If you have the Matlab Image Processing Toolbox, you may be able to use blockproc to do what you want.
http://www.mathworks.com/help/images/ref/blockproc.html
To use blockproc, you will need to define a function that does what you want to be executed on each position in the matrix.
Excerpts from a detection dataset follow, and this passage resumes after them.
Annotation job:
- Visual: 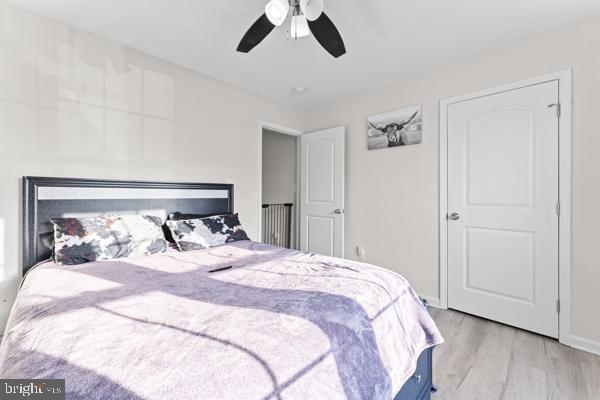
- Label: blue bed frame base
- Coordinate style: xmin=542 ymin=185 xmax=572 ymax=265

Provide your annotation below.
xmin=394 ymin=347 xmax=437 ymax=400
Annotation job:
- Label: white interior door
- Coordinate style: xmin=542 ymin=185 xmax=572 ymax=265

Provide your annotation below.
xmin=300 ymin=127 xmax=345 ymax=257
xmin=447 ymin=81 xmax=559 ymax=337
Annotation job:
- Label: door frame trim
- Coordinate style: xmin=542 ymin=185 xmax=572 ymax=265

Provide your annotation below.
xmin=439 ymin=68 xmax=574 ymax=345
xmin=256 ymin=120 xmax=305 ymax=248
Note that the way you are using trapz makes things a little trickier (passing the x-values in - if you can get away without them, you can simplify the code) - here I run trapz without them and scale the results.
% Data
foo = rand(100);
t = linspace(0,1,100);
% Execute blockproc on the indexes
fooproc = blockproc(foo, [2, 2], #(x) trapz(trapz(x.data)));
fooproc = fooproc * (t(2)-t(1))^2; % re-scale by the square of the step size
If you need to pass the x values to trapz, the solution gets a bit trickier.
As trapz is a simple function (especially on a 2x2 matrix), you can just compute the result directly, without calling a function:
t = linspace(0,1,100); % Note that this is a step size of 0.010101
A = rand(100);
B = nan(size(A));
Atmp = (A(1:end-1,:) + A(2:end,:))/2;
Atmp = (Atmp(:,1:end-1) + Atmp(:,2:end))/2;
B(2:end,2:end) = Atmp * (t(2)-t(1))^2;
This should give you the exact same result as your for loop, but much faster.